2008-03-22 22:08:58

by Carlos Mafra

[permalink] [raw]
Subject: 103 sec. latency: sync_page() with TASK_UNINTERRUPTIBLE (?)

Today I've repeated the experience described in
http://lkml.org/lkml/2008/3/15/111 and I got these
latencytop numbers(!)

Cause Maximum Percentage
sync_page __lock_page handle_mm_fault do_page_faul103659.0 msec 59.8 %
get_request_wait __make_request generic_make_reque1992.0 msec 10.2 %
get_request_wait __make_request generic_make_reque1620.7 msec 4.6 %
sync_page __lock_page find_lock_page filemap_fault399.3 msec 3.4 %
sync_buffer __wait_on_buffer __bread ext3_get_bran292.9 msec 1.3 %
sync_page __lock_page handle_mm_fault do_page_faul200.5 msec 0.3 %
Scheduler: waiting for cpu 155.9 msec 18.9 %
sync_page __lock_page handle_mm_fault do_page_faul117.5 msec 0.1 %
congestion_wait try_to_free_pages __alloc_pages re103.5 msec 0.2 %
r_code


Process X (2910)
sync_page __lock_page handle_mm_fault do_page_faul103659.0 msec 98.5 %
Scheduler: waiting for cpu 64.6 msec 1.3 %
sync_page __lock_page find_lock_page filemap_fault 51.4 msec 0.2 %lt do_page_fault error_code
sync_buffer __wait_on_buffer __bread ext3_get_bran 17.8 msec 0.0 % ext3_get_block do_mpage_readpage mpage_readpa
sync_page __lock_page handle_mm_fault do_page_faul 9.1 msec 0.0 %ig ault

The experience goes like this:

1) Boot with 2.6.25-rc6-00243-g028011e
2) Log into X
3) Open a 380MB file with xjed

It takes more than 6 minutes to load the file, and meanwhile
I experience very bad desktop interactivity (like 1 minute to
the result of pressing F12 in Window Maker to appear in the
screen).

If, after step 2), I start using firefox, thunderbird, play some
music etc and then close all these apps and go to step 3),
the loading finishes in about 2 minutes (and I have very
good interactivity meanwhile).

So I noticed that when xjed is opening the file it is in
'D' state (reported by ps), and while greping the kernel
source code for 'sync_page' I've found this comment
in mm/filemap.c:

/**
* __lock_page - get a lock on the page, assuming we need to sleep to get it
* @page: the page to lock
*
* Ugly. Running sync_page() in state TASK_UNINTERRUPTIBLE is scary. If some
* random driver's requestfn sets TASK_RUNNING, we could busywait. However
* chances are that on the second loop, the block layer's plug list is empty,
* so sync_page() will then return in state TASK_UNINTERRUPTIBLE.
*/

"Ugly. Running sync_page() in state TASK_UNINTERRUPTIBLE is scary."

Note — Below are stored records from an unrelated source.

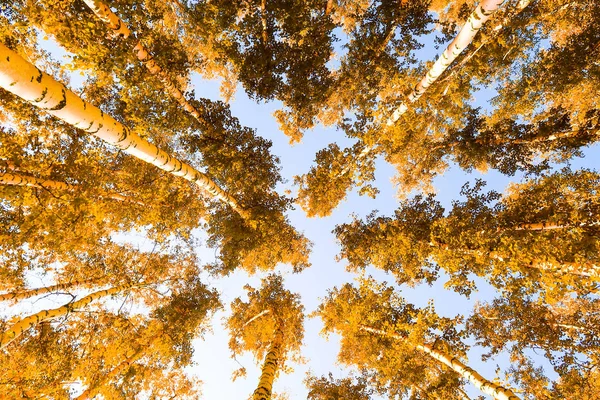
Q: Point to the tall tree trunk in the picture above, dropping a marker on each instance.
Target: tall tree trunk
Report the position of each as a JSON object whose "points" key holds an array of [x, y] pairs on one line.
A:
{"points": [[546, 226], [476, 20], [482, 13], [26, 81], [520, 7], [130, 358], [120, 30], [263, 21], [488, 387], [328, 7], [26, 323], [272, 362], [30, 181], [25, 294]]}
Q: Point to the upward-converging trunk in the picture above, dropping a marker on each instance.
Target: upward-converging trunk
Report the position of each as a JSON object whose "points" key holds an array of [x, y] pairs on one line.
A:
{"points": [[26, 323], [488, 387], [482, 13], [25, 294], [15, 179], [272, 362], [26, 81], [119, 29], [476, 20], [520, 7]]}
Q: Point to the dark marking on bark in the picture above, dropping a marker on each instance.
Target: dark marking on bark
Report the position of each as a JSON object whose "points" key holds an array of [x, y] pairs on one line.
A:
{"points": [[42, 96], [62, 104]]}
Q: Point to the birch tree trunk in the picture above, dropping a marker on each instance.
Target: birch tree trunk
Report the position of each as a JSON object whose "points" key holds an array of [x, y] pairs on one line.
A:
{"points": [[488, 387], [482, 13], [30, 181], [120, 30], [25, 294], [520, 7], [26, 323], [26, 81], [264, 390], [476, 20]]}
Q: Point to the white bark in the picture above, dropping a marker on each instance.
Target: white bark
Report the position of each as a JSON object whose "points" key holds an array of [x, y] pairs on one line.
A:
{"points": [[26, 81], [482, 13], [486, 386]]}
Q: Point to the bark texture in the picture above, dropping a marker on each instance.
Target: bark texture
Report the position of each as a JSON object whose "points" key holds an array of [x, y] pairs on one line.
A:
{"points": [[23, 79]]}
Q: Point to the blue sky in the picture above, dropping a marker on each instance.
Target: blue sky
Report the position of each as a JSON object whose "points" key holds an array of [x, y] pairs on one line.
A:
{"points": [[213, 365], [212, 356]]}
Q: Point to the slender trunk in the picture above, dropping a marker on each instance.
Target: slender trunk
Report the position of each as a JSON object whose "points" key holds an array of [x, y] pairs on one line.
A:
{"points": [[328, 7], [26, 81], [488, 387], [263, 20], [269, 369], [26, 323], [30, 181], [482, 13], [25, 294], [545, 226], [131, 357], [585, 269], [520, 7], [120, 30], [257, 316], [476, 20]]}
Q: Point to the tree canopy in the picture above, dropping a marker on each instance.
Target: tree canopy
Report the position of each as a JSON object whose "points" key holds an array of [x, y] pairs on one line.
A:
{"points": [[142, 217]]}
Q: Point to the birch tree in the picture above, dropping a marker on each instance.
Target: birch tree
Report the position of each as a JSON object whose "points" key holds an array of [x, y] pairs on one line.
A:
{"points": [[274, 337], [326, 388], [487, 235], [369, 316], [22, 325], [25, 80]]}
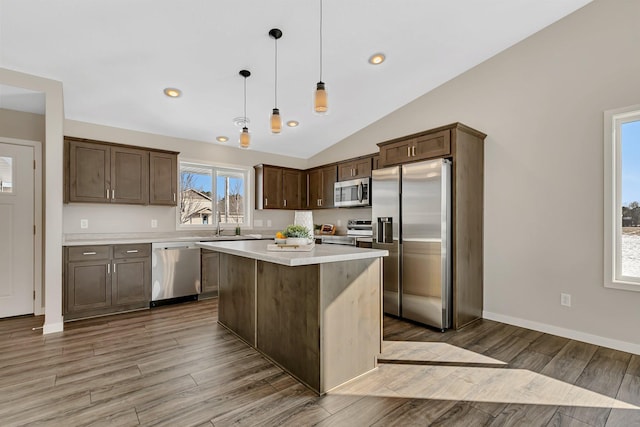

It appears that my problem with xjed in 'D' state while loading,
and sync_page() appearing in latencytop with 103 secs of latency
may be related through the "ugliness" described above.

So I was wondering if there is a way to fix this. Note that
this issue does not happen if I load the file after using the
computer for a while, so it is not impossible to have good
interactivity while loading that big file.

I am sorry that I am scattering reports about this issue all
over the place.